I hit my knees everynight and think the same thing

lleeder
11-12-2007, 03:03 PM
This harder than the lady and the tiger.

Chigworthy
11-12-2007, 03:41 PM
Oh and did I mention the CLOTTY PARTS???


http://mrzine.monthlyreview.org/serve_scabs.jpg

Turtle
11-12-2007, 04:51 PM
So say all us males woke up and we were all mutated and had a new hole in our taints. It would impact all males on Earth, those alive and all those who will be born from this point forward. Now once a month we guys would have a period just like chicks. We'd bleed from the taint for a week.

Would you choose a pad or a tampon to absorb the blood?

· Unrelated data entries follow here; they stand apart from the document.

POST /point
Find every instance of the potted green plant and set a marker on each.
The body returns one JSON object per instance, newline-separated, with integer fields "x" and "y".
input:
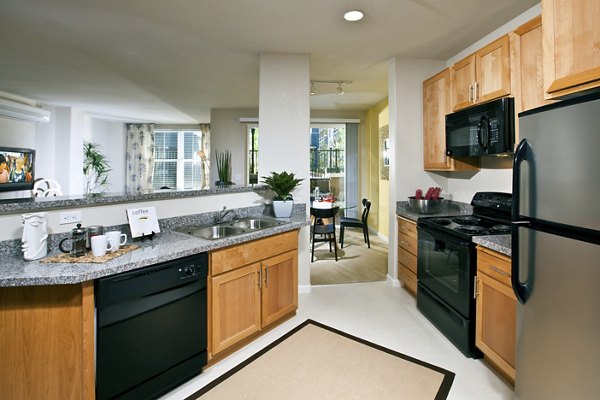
{"x": 282, "y": 184}
{"x": 223, "y": 159}
{"x": 95, "y": 168}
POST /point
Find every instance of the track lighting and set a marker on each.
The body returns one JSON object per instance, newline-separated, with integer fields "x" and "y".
{"x": 340, "y": 87}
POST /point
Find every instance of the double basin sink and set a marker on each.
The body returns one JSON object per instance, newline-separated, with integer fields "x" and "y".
{"x": 227, "y": 229}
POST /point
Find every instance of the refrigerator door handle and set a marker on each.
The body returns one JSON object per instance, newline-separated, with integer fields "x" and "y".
{"x": 521, "y": 289}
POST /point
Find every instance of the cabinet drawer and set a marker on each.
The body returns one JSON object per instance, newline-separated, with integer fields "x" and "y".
{"x": 494, "y": 265}
{"x": 408, "y": 277}
{"x": 242, "y": 254}
{"x": 408, "y": 243}
{"x": 407, "y": 259}
{"x": 407, "y": 227}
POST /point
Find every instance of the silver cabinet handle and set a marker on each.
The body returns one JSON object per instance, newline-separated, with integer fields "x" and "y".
{"x": 498, "y": 270}
{"x": 267, "y": 275}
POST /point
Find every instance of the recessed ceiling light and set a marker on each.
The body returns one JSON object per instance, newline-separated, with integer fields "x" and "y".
{"x": 353, "y": 15}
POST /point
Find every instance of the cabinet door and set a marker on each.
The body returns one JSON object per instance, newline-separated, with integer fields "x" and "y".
{"x": 279, "y": 286}
{"x": 571, "y": 46}
{"x": 463, "y": 79}
{"x": 235, "y": 310}
{"x": 528, "y": 71}
{"x": 492, "y": 66}
{"x": 495, "y": 331}
{"x": 436, "y": 104}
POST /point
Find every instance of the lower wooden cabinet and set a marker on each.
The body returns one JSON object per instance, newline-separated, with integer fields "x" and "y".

I think I'd use a pad, as much as I like sticking things up inside me I don't know if I'd like to have something in there for extended lengths of time. A pad with some wings would work nicely. But then again if I went the pad route I wouldn't be able to wear boxers for that week since I'd need something to wrap the wings around.

what?

Marc with a c
11-12-2007, 04:52 PM
i'd get my own alkey leak machine.

midwestjeff
11-12-2007, 06:04 PM
Fuckin' starvin'.

Earl, we got any clotty parts back there?

nancy drew
11-12-2007, 06:34 PM
angrymissy is right. a pad is pretty much like a bloody diaper stuck to your crotch. you stupid men are so lucky. :furious:

mikeyboy
11-12-2007, 06:38 PM
what?

Um, yeah. That's LordJezo. Perhaps you would like to put in an offer on him.

A.J.
11-13-2007, 04:18 AM
http://www.randomhouse.com/images/dyn/cover/?source=9780375504686&height=300&maxwidth=170

A.J.
11-13-2007, 04:21 AM
BE GLAD YOU DON'T GET A PERIOD.

ugh
way to make it gross

Yeah, 'cause periods are so sexy otherwise. :rolleyes:

True, but they're very nice after the woman has been few days late.